La seconde partie de la matinée était davantage orientée technologie avec quatre présentations. C’est d’abord Philippe Guillotel, d’InterDigital, qui explique les recherches du projet européen Invictus dont l’objectif est d’accélérer et améliorer la création d’avatars réalistes pour le marché du divertissement numérique. Deux méthodes sont explorées : la numérisation d’une personne statique, et la capture vidéo volumétrique d’une performance. La génération du modèle est complétée par des fonctions d’édition, de stylisation et d’adaptation du mouvement, qui permettent d’améliorer le rendu de l’avatar obtenu ou de générer des caricatures réalistes. L’équipe cherche par exemple, à partir d’un simple texte écrit, à produire la gestuelle et les expressions faciales en adéquation avec la lecture du contenu. Les développements pourraient également intéresser les metaverse et plus généralement “les environnements de téléprésence”. Des datasets de personnages et fonctions d’édition sont accessibles sur le site du projet.

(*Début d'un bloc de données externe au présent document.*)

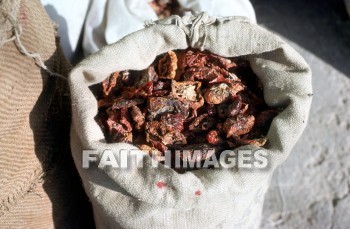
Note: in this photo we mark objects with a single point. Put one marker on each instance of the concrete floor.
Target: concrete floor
(311, 189)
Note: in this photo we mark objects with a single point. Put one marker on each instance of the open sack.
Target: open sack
(229, 198)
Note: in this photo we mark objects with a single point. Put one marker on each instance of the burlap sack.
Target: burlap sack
(230, 198)
(39, 186)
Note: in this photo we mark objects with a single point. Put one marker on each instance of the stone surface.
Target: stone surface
(311, 189)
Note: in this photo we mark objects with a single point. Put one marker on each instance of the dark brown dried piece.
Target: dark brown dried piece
(126, 103)
(239, 125)
(217, 93)
(138, 117)
(186, 100)
(159, 105)
(213, 137)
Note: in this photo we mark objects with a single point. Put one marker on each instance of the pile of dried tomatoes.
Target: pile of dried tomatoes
(187, 99)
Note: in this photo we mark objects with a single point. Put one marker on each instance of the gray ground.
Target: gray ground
(311, 189)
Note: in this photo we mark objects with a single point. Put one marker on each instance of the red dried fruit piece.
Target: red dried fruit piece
(170, 123)
(118, 127)
(197, 152)
(188, 92)
(230, 109)
(145, 90)
(174, 138)
(202, 123)
(217, 93)
(125, 119)
(167, 66)
(158, 145)
(160, 105)
(213, 137)
(197, 73)
(211, 109)
(239, 125)
(109, 83)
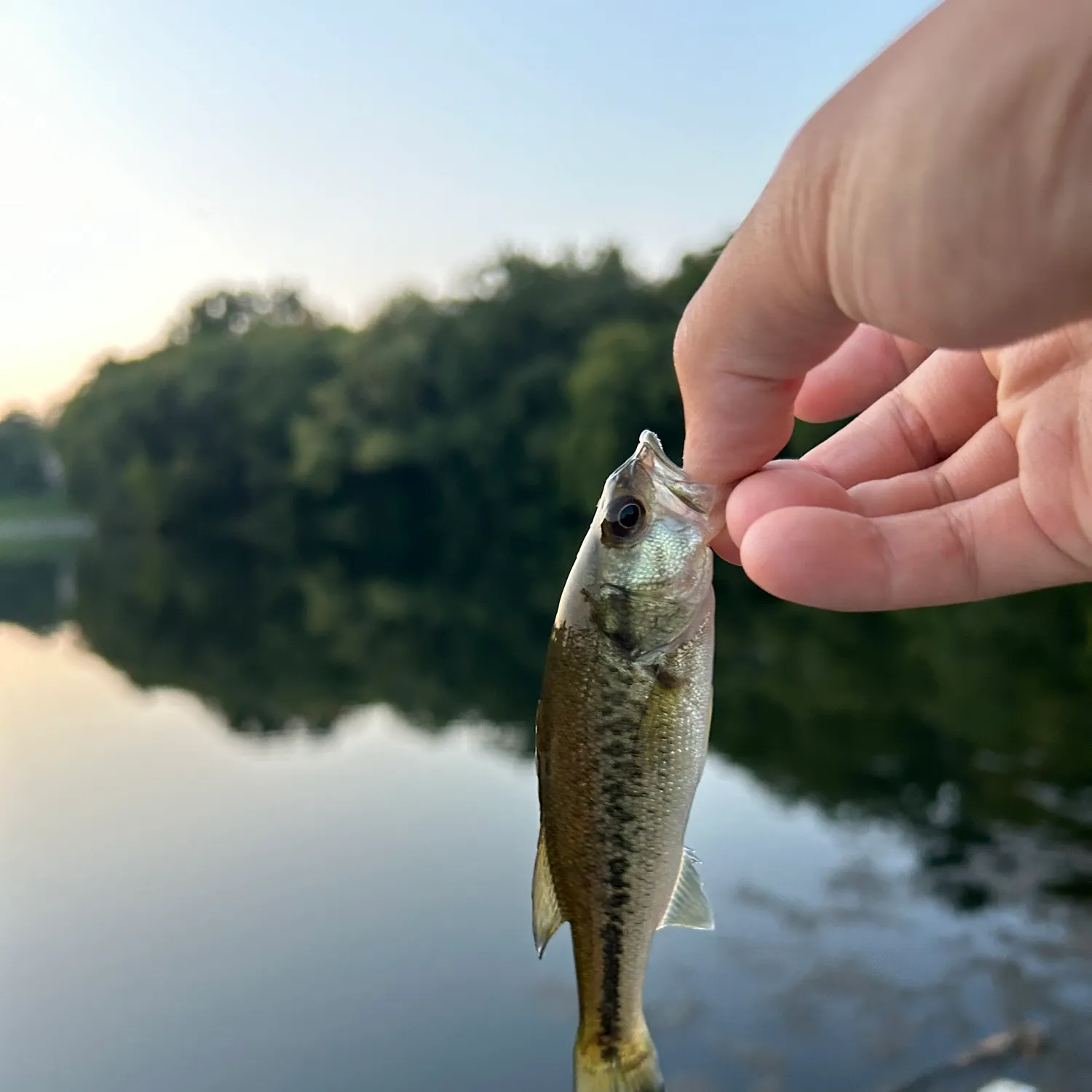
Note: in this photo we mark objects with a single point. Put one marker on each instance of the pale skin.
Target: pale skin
(922, 257)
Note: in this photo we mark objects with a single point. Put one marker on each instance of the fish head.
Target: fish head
(653, 566)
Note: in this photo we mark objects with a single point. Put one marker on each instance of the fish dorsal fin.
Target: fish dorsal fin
(546, 912)
(689, 908)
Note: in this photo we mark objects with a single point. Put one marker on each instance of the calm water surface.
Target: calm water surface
(189, 909)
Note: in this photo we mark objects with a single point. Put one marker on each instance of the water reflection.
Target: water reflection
(968, 727)
(191, 912)
(895, 829)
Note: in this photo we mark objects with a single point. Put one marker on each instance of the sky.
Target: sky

Puis c’est au tour de Vincent Roirand de présenter le projet collaboratif CARISM de création d’une expérience immersive collective en réalité augmentée. L’idée, explique le dirigeant de Mazédia, est de “rapprocher les musées des parcs d’attraction en apportant de l’interactivité”. Avec aussi cette exigence de “créer des expériences collectives sans appareillage”, donc à partir de la captation par un jeu de caméras des expressions faciales et des postures. Par exemple lors de la visite d’un aquarium, on pourra s’amuser à “donner à manger au requin”. L’objectif industriel est de réaliser un environnement immersif “low cost” et “modulaire” afin qu’il soit adaptable “selon le budget des projets”. Carism s’inscrit dans une forte concurrence sur le marché mondial. L’une des briques du projet a nécessité 6 mois de développement alors que “finalement un composant sur étagère est sorti à 25 dollars” avec des fonctionnalités équivalentes. “Ce sont les aléas de la R&D.”
De là, on passe à la sonorisation immersive avec Laurent Feichter dirigeant de Feichter Electronics. Il présente le projet de R&D collaborative HAD-OC dont les partenaires sont “tous à Lannion”. Le son 3D arrive dans les musées avec les audioguides en binaural dynamique dont le contenu se déclenche “en fonction de ce que vous regardez”. Également dans certains spectacles où “le son vous suit si vous tournez la tête”. HAD-OC s’inscrit dans cette continuité pour répondre à deux besoins : la transmission audio numérique sans fil, et la localisation de la source sonore et de l’auditeur. Il développe des technologies de localisation et de suivi de l’orientation grâce à des composants “sobres et peu chers” complétés par des développements conséquents du type radio logicielle.
Pour terminer, c’est une société qui mettait en avant ses produits et services. Son nom évoque des blockbusters et séries audiovisuelles parmi les plus grands succès. Il s’agit de Golaem, spécialiste des solutions de simulation de foules en environnement 3D, présentée par son CEO Stéphane Donikian. Il faisait un focus sur la suite Golaem 8 qui permet de “combiner le contrôle artistique par l’IA tout au long du processus créatif”. La spécificité de Golaem, c’est la diversité morphologique et comportementale des personnages même au sein d’une très grande foule, comme le prouvait les démonstrations vidéo. Au-delà de l’audiovisuel, les outils Golaem sont utilisés dans le monde de l’art, notamment pour créer des installations “capables d’interactivité”. À noter que les outils sont gratuits pour les étudiants et écoles d’art.
La prochaine Technoférence se tiendra le 22 mars sur le thème des jumeaux numériques, on l’espère en présentiel.